Wenn man "horse-around" übersetzt, dann bedeutet es eigentlich soviel wie "herumblödeln". Im Reitpädagogikunterricht wird zwar nicht (nur) herumgeblödelt, jedoch stehen Spiel und Spaß mit und "rund ums" Pferd an erster Stelle! Es geschieht der Erstkontakt mit dem Pferd. Positive Entwicklungen im Bereich der kindlichen Motorik, sowie der Koordination, der taktilen Wahrnehmung und der Tiefensensibilität sind die Folge. Auch Personen mit Handicap sind herzlich willkommen. Pferde sorgen oft für ein offenes Klima und vielen Menschen mit Behinderung fällt es einfacher Kontakt zum Tier aufzunehmen als zu einem anderen Menschen. Übungen wie Augen schließen und das Pferd spüren, den Pferdehals umarmen, mit den Fingern die Zehen des gegenüberliegenden Fußes berühren, Pferdeohren berühren, Schweif anfassen, rückwärts reiten, bäuchlings auf dem Pferderücken liegen oder sich Bälle zuzuwerfen können ebenso Teil einer Unterrichtsstunde sein wie ein Spaziergang durch den Wald oder ein Geschicklichkeitsparcours. Doch es geht nicht immer nur ums Reiten.
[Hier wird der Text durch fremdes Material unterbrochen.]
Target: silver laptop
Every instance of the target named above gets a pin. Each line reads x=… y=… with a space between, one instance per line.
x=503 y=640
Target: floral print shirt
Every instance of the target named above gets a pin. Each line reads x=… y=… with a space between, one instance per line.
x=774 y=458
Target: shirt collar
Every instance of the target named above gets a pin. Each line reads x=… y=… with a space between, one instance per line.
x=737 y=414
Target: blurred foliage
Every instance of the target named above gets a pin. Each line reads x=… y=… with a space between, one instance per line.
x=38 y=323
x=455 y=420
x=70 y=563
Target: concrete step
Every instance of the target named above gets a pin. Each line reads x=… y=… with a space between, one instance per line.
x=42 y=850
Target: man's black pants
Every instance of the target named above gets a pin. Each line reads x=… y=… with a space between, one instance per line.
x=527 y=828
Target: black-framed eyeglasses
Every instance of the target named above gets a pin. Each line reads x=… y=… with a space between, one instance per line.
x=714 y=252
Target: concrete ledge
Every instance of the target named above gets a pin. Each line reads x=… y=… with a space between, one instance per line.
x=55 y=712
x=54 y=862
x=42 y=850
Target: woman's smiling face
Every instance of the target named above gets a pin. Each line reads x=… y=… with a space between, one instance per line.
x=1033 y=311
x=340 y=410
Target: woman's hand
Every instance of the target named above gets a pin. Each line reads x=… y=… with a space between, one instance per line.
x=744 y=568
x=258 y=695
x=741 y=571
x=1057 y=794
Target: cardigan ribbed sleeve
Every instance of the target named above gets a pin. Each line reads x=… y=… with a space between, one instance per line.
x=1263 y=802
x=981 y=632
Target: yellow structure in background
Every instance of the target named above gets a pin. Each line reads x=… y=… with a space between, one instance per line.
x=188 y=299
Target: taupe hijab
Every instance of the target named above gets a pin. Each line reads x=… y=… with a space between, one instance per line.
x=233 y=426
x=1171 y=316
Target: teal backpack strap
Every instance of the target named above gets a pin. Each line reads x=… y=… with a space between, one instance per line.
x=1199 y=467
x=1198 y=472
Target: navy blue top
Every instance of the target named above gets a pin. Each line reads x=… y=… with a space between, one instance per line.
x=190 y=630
Es geht auch darum, dass die Teilnehmer einen guten Kontakt zum Pferd aufbauen und das Pferd als Freund und Partner und nicht als Sportgerät wahrnehmen. 

 

Weiters biete ich gezielte Förderung für Kinder mit Legastenie und Dyskalkulie mit dem Partner Pferd und habe auch eine Zusatzausbildung für Kinder mit Autismus-Spektrums-Störung (ASS).